Re: WIKI to produce customer documentation

Subject: Re: WIKI to produce customer documentation
From: Steven Jong <SteveFJong -at- comcast -dot- net>
To: "TECHWR-L" <techwr-l -at- lists -dot- raycomm -dot- com>
Date: Sun, 26 Oct 2003 09:23:36 -0500


The company that Cheryl Webber <CWebber -at- seagull -dot- nl> works at is thinking of using a WIKI methodology for documentation. Disclaimer: I haven't worked with WIKI, so it sounds fascinating. I'm sure we'd all like to hear how it goes.

Aside from the nuts and bolts of implementing the systems, it's interesting to think about the process and policy of updating documentation in a collaborative, completely democratic way. It seems to me that using WIKI means that every comment is accurate, and everyone equally competent to make changes. No? Well, that's what you're going to get.

If everyone is entering information, then no one is vetting it--it will now be very time consuming to go through it looking for random changes--so whatever anyone puts in, you may have to accept as fact. This would be like leaving documents as Word files on a server and letting everyone open and edit them at any time, with no review and no version control. In my experience, review comments overlap and contradict each other; in a WIKI environment, I suppose that means whoever gets there last wins.

In a conventional methodology, not only is information vetted, but so are the information sources.
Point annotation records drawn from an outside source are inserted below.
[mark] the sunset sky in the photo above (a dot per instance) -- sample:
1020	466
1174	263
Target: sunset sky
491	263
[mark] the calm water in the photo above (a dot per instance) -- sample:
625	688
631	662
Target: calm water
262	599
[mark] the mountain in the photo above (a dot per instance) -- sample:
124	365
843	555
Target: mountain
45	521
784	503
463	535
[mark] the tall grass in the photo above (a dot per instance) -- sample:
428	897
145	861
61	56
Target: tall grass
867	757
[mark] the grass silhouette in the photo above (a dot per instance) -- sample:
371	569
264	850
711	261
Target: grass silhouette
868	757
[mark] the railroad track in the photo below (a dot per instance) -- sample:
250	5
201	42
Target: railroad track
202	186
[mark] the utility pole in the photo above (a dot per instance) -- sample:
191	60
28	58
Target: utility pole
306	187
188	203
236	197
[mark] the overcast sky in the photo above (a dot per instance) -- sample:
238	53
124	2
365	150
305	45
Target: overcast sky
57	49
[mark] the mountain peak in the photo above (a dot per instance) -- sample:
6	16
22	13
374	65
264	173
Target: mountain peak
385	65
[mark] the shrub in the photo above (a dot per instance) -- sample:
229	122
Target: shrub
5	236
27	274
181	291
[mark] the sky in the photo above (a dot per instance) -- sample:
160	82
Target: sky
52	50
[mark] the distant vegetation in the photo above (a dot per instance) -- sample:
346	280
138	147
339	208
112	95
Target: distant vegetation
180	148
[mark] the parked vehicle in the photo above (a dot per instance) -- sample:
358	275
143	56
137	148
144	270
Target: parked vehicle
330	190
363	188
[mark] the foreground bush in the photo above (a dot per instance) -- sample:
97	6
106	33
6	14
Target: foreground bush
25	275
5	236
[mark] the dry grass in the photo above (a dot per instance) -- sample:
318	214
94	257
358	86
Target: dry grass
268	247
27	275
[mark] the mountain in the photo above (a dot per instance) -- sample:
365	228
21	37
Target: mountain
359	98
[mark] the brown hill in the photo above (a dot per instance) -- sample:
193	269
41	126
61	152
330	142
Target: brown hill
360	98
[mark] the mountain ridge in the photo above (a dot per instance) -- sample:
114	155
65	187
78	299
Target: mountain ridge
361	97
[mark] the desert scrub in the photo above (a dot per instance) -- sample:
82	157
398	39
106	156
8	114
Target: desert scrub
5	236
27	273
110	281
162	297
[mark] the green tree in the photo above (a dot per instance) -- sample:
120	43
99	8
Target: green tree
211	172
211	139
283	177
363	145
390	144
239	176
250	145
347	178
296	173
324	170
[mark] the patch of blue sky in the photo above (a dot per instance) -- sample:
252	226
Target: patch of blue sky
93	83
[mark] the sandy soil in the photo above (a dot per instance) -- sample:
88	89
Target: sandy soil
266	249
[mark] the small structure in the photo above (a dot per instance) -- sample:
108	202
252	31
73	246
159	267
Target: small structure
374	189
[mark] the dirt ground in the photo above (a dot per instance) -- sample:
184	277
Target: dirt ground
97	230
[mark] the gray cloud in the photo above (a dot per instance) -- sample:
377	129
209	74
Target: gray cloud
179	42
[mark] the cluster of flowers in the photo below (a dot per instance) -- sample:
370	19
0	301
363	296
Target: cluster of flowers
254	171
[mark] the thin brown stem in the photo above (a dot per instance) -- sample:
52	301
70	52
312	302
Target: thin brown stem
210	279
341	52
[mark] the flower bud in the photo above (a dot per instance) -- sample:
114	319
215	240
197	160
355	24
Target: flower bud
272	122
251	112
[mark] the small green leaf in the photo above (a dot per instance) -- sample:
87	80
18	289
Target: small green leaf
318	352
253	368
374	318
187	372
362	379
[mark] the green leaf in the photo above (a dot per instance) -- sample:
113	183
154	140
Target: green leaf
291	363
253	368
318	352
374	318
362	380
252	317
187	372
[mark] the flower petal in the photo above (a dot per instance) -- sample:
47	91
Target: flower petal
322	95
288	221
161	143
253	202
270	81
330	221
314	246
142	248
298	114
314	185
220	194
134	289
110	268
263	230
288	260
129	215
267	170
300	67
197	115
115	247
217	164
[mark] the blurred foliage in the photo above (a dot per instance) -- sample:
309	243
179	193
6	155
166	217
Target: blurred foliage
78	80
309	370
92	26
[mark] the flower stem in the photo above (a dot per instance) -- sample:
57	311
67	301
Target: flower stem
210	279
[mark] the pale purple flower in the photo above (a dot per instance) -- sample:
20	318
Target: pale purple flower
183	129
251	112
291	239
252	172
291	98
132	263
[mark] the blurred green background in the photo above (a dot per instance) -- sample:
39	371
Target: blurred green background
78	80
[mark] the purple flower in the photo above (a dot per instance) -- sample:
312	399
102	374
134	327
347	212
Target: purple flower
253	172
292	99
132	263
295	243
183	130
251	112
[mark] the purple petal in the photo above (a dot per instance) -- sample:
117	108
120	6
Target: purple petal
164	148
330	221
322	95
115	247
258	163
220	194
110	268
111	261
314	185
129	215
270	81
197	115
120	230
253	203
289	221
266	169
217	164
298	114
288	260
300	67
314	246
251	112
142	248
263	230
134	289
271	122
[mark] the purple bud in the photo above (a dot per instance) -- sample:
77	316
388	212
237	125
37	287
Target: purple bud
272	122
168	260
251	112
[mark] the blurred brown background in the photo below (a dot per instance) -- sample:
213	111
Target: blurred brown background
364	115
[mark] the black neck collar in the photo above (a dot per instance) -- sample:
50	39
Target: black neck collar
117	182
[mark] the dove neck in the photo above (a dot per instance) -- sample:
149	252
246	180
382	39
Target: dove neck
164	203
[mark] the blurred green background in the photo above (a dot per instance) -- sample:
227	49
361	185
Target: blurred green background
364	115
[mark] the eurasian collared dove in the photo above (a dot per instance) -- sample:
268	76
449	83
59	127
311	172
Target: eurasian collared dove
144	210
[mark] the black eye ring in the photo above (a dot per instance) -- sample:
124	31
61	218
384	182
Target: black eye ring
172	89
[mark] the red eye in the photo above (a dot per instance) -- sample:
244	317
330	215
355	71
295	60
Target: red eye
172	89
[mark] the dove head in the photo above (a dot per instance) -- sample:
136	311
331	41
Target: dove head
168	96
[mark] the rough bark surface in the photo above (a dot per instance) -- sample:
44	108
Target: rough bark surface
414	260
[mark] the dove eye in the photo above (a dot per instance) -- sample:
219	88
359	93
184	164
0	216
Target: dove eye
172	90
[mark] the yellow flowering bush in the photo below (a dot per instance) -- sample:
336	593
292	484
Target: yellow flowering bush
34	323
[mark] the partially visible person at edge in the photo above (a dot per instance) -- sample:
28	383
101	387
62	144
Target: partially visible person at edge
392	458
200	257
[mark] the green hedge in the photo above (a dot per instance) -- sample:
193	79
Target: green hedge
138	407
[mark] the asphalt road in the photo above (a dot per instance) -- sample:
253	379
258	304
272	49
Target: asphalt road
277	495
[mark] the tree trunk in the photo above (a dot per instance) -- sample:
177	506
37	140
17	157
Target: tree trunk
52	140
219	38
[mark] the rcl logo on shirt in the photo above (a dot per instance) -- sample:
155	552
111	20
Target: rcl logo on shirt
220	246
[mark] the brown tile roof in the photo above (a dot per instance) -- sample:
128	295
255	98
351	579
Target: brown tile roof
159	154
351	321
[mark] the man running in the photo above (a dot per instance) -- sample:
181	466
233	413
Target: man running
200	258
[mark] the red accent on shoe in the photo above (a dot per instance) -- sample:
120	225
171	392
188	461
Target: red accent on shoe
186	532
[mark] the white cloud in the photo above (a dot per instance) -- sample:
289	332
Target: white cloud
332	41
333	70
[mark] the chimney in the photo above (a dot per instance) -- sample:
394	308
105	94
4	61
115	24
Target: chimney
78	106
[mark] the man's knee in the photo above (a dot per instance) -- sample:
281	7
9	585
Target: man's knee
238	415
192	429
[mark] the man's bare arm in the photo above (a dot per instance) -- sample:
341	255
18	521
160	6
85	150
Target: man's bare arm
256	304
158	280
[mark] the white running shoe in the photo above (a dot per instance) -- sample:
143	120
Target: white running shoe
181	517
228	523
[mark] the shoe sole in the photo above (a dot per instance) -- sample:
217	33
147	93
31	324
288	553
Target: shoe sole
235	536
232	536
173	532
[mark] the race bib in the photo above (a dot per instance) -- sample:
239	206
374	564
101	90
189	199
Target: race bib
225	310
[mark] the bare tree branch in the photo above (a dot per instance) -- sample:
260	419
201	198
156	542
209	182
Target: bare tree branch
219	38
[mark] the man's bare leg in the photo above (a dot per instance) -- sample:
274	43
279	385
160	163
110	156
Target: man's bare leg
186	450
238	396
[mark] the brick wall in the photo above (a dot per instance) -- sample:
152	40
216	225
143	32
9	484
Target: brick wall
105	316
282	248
Some sources are more authoritative than others; some people are better writers than others. In a WIKI environment, anyone who cares to make a change can do so. I should think you'll get more raw information, but it will be just that--raw. It may not be clear, concise, timely, or accurate. (I was going to say at least it will be timely, but to draw an analogy to organizations, when everyone is responsible for something, no one is. So if you figure everyone will pitch in, I wonder if, after the novelty wears off, no one will, at least not on time.)

To sum up, WIKI sounds like fun, but it also has many potential problems. We'd like to hear how it goes.